Enlarging their district definitely means hiring more men, as well as promotions for officers. Neither the Board of Representatives nor the Board of Finance would have passed a plan without thoroughly scrutinizing the budget implications and the effect it would have on taxpayers. But the Charter Revision proposal does just that.
There is little argument voting “yes” will raise taxes citywide. C and CS districts will be changed to A districts once you fully fund a career fire service. The budget for a department like Belltown, that currently costs the taxpayers only $150,000 annually - with nothing for salaries, overtime or pension - will skyrocket if volunteers are replaced by 12-man unionized crews. The increased costs to the community will be mirrored in all the volunteer districts. Salaries for Stamford firefighters average over $100k a year with benefits, and those benefits and pensions do not end on retirement… taxpayers keep paying, for another 20+ years in some cases. This is before capital and equipment costs, which are not insignificant. Do the math.
Voting “no” will mandate the Board of Representatives to work with the Mayor to develop a workable plan for the fire departments; one that is equitable for all stakeholders, and that will result in the best outcome for the citizen’s of Stamford.
While change is often a good thing, it should be fully thought out and fiscally prudent.
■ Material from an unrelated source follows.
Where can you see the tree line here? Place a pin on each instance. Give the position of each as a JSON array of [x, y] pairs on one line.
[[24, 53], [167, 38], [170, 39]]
Question #2 is a misguided quick fix, where the only clear winner is the fire union. As a taxpayer I am astonished the question is being placed on the ballot without a price tag attached.
Please be sure you understand the consequences before you cast your vote on November 6th.
Stephen Gladstone is a home inspector who lives in Stamford with his family and has been a Volunteer Member of the Belltown Fire Dept for over 35 years.